The dish? S'mores — which, by the way, aren't really a thing in New Zealand, says Ambrose.
To make the sticky, gooey dessert, Ambrose squeezed an oversized marshmallow and part of a chocolate bar between two graham crackers and waited for it to melt on a precipice near the spitting lava. "I'm hoping that's what a s'more looks like," Ambrose says to another climber who was recording the cooking session.
Ambrose later posted the video to his YouTube channel, and that's when the Internet lost its mind. His technique was wrong, all wrong, when it came to making s'mores. Why would he even consider placing an unroasted—unroasted!—marshmallow atop a cracker of graham and chocolate of bar? The nerve!

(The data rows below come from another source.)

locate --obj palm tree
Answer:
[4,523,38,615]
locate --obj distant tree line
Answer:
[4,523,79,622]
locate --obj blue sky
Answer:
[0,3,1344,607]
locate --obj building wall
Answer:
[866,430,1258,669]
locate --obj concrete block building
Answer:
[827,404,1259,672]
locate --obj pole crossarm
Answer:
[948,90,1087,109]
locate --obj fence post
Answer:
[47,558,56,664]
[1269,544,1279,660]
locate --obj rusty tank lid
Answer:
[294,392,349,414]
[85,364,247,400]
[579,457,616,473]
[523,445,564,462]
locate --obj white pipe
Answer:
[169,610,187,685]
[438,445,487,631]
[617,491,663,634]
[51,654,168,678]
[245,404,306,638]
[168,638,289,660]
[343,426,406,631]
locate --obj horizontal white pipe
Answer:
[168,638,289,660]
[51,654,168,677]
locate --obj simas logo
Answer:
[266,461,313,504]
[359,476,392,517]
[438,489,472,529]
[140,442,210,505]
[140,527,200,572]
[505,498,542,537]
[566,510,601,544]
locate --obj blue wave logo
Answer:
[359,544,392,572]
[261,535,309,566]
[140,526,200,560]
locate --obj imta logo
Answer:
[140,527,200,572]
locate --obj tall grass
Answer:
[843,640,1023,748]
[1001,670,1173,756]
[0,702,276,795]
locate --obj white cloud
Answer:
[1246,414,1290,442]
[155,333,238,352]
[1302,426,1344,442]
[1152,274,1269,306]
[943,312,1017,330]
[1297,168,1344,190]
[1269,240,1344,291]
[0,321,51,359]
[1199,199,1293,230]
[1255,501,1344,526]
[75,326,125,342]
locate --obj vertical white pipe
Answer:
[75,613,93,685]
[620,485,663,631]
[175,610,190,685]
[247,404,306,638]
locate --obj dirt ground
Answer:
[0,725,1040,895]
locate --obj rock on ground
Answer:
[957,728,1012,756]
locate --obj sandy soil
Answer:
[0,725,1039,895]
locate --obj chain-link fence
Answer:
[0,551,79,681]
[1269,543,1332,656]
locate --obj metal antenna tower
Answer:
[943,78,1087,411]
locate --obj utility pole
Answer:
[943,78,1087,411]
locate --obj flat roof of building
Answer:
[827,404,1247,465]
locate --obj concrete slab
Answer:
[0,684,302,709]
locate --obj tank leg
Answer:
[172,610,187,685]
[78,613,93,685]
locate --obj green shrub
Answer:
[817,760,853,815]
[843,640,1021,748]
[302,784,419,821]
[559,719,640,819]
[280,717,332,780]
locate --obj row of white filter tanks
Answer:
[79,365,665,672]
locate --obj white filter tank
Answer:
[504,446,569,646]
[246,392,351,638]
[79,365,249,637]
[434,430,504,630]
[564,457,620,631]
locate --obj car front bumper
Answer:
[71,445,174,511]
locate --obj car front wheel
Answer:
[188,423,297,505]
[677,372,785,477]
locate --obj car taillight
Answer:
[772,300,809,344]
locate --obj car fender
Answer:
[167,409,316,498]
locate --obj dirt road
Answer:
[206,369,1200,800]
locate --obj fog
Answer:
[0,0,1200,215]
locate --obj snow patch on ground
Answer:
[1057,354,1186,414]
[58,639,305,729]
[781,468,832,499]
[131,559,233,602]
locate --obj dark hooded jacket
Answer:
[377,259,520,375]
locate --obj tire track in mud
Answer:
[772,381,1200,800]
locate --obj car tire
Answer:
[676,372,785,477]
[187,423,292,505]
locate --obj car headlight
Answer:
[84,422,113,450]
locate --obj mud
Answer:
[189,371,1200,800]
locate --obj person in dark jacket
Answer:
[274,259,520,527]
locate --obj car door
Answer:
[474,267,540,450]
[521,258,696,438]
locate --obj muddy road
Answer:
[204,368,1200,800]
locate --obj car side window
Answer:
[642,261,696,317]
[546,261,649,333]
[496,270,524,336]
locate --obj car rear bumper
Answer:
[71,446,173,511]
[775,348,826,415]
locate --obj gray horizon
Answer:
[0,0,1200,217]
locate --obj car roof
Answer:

"I've never tried making them before," Ambrose, a native Kiwi attempting the American campfire classic, admits, "and since doing it, I've had help in what to do next time. If I tried it again, I would roast the marshmallows over the lava lake and then put them in between the graham crackers. I've been told this melts the chocolate and makes a perfect s'more."
Ambrose isn't the first to whip up a meal using lava as a heat source. In 2014, chef Sam Bompas borrowed an artificial volcano at the University of Syracuse to grill steaks. The mock volcano, which is powered by a furnace the size of a car, heats basaltic rock until it becomes molten. Bompas placed a grill holding corn and ribeye steaks over the 2,000 degrees Fahrenheit (1,093 degree Celsius) lava flow, and within a few minutes, the steak was cooked to perfection — charred on the outside and medium-rare in the center.
Ambrose, whose next adventure involves embarking on an expedition to the Democratic Republic of the Congo, says he'll keep the s'mores incident in mind when climbing Mount Nyiragongo.
"I have a few ideas about what to do there when we get down to that lava lake," he says. "I may take a stovetop espresso maker and see if I can use it to make myself a coffee."
As for more lavaside s'mores?
"I think I would save making s'mores for a campfire," says Ambrose, "purely because the chocolate started to melt in my bag before I even got to the lava lake."